Wednesday, May 29, 2013

NORTH AMERICAN OIL & THE FUTURE OF SAUDI ARABIA

As sources of oil in North America increase, it will put pressure on Saudi Arabia's oil dependent economy.  If new discoveries of oil in North American indeed reach production levels predicted, the price of oil would go down creating severe budget problems for Saudi Arabia's bureaucratic-oriented economy.  And this raises more issues for the Middle East.

Current trends in the global energy market don't look good for Saudi Arabia. First, the International Energy Agency projected in November 2012 that the United States will surpass the Gulf petrogiant as the world's top energy producer by 2020. Then, last week, it revealed that North America, buoyed by the rapid development of its unconventional oil industry, is set to dominate global oil production over the next five years. These unforeseen developments not only represent a blow to Saudi Arabia's prestige but also a potential threat to the country's long term economic well-being -- particularly in the post-Arab Spring era of elevated per-capita government spending.
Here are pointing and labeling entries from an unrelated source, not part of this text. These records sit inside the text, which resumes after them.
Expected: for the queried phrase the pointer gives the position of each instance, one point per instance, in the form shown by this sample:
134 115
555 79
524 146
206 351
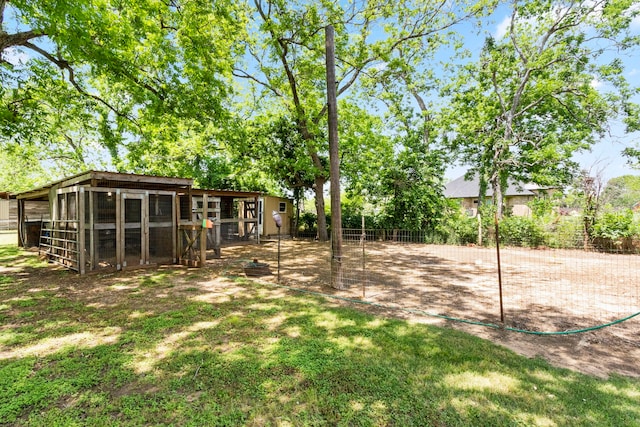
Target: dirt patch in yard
545 292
According to the Arab Petroleum Investments Corporation, the breakeven price is currently $94 per barrel, less than the current spot price for Brent crude. (Iran needs oil to be at $125 per barrel to break even, which explains the feud between Iran and Saudi Arabia within OPEC.)  But absent deep political reforms that create new sources of income, the breakeven price will surely grow. According to Riyadh-based Jadwa Investment, one of the world's most important knowledge bases on Saudi Arabia's economy, by 2020 the breakeven price will reach $118 per barrel. At this point, the Saudi Arabia Monetary Agency's cash reserves will begin to drain rapidly and the breakeven price will soar to $175 a barrel by 2025 and to over $300 by 2030. And this cuts to the heart of the dilemma: In order to balance its budget in the future, Saudi Arabia will need to either drill more barrels and sell them for lower prices or drill fewer barrels -- actively reducing global supply -- and sell each at a higher price.